Au Japon, les coutumes liées aux repas sont régies par de nombreuses règles très strictes qui, pour la plupart, diffèrent de celles des pays occidentaux ou même des pays voisins. La première d'entre elles consiste à retirer ses chaussures pour s'asseoir de façon traditionnelle. Si vous savez manier les baguettes, les Japonais, souvent persuadés qu'aucun étranger ne sait en faire usage, seront définitivement impressionnés.


COMMENT S'ASSEOIR


Beaucoup de restaurants japonais offrent des tables et des chaises à l'occidentale. Mais le traditionnel zashiki, estrade de bois recouverte de tatamis, et la table basse autour de laquelle les convives s'installent sur des coussins (zabuton) après avoir retiré leurs chaussures sont courants. Assises sur leurs talons (seiza), les femmes en robe ou jupe peuvent aussi replier leurs jambes sur le côté.
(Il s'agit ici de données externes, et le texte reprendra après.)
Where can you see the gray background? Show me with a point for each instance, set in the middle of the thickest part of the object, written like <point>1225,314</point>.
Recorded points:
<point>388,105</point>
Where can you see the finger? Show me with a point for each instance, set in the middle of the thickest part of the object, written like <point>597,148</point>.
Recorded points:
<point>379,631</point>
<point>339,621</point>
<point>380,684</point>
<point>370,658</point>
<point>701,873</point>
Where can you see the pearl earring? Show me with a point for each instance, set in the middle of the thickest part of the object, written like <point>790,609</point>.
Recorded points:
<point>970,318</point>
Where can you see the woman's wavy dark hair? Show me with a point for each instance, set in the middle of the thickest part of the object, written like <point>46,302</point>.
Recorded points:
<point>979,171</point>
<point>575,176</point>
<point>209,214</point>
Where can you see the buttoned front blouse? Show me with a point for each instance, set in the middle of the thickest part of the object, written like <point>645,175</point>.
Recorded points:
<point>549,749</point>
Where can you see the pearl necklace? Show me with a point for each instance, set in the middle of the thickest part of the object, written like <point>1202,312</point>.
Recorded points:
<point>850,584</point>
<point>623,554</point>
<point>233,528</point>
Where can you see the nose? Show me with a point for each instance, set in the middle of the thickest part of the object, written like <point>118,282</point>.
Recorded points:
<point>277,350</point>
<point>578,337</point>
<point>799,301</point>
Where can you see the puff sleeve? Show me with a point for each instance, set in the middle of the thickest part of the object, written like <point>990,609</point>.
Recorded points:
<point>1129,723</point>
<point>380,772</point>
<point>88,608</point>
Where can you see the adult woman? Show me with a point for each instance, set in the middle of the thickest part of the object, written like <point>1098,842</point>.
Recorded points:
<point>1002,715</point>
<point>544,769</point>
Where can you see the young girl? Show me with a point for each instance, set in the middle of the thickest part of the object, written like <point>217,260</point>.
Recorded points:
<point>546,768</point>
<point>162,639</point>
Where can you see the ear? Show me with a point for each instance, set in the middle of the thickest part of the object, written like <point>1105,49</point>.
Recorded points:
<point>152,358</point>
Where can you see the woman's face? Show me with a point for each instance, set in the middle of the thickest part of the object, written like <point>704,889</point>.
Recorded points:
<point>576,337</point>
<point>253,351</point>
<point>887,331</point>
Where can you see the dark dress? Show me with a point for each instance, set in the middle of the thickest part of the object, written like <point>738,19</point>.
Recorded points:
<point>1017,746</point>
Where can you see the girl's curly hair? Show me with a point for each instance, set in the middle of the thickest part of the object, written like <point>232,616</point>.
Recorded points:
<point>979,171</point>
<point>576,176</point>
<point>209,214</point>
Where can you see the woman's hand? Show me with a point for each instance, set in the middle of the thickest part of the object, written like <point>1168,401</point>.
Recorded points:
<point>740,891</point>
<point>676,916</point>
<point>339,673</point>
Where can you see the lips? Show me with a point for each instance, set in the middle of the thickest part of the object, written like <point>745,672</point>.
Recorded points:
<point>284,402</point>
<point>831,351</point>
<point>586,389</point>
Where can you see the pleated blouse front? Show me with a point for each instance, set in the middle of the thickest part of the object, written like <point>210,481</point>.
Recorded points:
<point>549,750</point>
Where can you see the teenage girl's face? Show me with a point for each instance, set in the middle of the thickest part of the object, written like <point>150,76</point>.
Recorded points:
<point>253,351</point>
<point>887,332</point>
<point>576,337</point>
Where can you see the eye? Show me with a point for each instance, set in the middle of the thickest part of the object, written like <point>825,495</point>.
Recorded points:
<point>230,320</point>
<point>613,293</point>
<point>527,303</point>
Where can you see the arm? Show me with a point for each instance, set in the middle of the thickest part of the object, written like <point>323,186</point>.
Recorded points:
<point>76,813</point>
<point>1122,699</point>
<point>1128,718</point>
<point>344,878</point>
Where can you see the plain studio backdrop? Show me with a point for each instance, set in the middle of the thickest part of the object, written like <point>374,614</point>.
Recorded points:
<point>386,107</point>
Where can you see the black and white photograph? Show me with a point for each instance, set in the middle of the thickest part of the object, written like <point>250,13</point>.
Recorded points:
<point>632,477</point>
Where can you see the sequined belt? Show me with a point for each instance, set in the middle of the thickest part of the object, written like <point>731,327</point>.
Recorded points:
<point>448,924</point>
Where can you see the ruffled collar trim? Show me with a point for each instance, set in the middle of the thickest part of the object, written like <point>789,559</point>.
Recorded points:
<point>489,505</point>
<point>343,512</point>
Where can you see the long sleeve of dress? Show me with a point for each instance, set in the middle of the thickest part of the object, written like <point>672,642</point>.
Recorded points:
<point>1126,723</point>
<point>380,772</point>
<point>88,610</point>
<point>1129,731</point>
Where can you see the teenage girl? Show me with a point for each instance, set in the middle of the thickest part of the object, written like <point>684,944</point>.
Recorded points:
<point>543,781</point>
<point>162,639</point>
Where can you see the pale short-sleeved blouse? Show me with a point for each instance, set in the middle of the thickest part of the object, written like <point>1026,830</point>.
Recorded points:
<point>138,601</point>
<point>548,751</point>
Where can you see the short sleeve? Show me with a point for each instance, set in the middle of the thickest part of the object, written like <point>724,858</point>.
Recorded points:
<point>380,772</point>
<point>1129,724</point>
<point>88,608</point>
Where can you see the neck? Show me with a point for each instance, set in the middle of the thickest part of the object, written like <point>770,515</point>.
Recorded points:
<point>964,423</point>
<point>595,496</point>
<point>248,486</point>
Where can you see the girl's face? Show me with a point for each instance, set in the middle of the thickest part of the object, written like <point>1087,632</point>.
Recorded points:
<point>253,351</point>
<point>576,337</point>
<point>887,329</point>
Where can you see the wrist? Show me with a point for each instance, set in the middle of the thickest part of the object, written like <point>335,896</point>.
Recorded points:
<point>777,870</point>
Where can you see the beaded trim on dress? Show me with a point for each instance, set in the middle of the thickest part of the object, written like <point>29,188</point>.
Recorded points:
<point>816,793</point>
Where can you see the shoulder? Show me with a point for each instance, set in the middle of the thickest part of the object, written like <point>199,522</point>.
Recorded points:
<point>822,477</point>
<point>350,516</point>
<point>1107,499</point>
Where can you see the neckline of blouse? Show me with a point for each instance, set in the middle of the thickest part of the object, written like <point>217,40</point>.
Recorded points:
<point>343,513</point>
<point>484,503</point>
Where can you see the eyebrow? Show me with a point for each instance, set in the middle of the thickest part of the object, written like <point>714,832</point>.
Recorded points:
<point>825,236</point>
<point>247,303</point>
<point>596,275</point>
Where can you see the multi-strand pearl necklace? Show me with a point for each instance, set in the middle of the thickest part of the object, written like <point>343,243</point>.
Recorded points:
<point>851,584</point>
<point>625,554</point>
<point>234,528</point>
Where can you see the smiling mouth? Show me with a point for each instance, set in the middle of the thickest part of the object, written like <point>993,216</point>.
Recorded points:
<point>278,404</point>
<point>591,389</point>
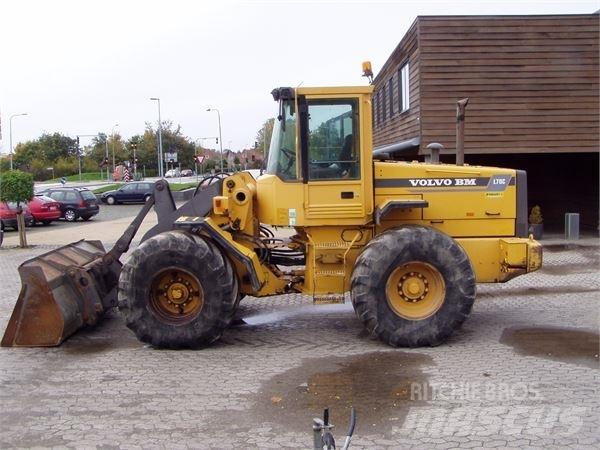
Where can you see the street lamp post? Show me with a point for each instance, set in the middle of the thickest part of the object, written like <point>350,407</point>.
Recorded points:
<point>112,133</point>
<point>10,134</point>
<point>220,137</point>
<point>160,157</point>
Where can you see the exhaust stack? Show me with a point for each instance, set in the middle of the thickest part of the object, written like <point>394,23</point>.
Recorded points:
<point>460,131</point>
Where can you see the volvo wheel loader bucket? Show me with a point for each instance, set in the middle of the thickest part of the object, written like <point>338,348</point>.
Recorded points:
<point>62,291</point>
<point>71,287</point>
Les hommes, eux, les croisent, l'exception des moments officiels où ils doivent également prendre la position seiza. Certains zashiki possèdent des espaces aménagés pour les jambes des convives, un avantage pour ceux qui trouvent inconfortable de rester assis par terre, ou des chaises avec dossiers mais sans pieds. Lorsque vous aurez le choix, sachez que le comptoir est considéré comme une très bonne place, tout particulièrement dans les restaurants sushi où le gastronome peut voir son plat préparé par des chefs à l'habileté confirmée par des années de pratique.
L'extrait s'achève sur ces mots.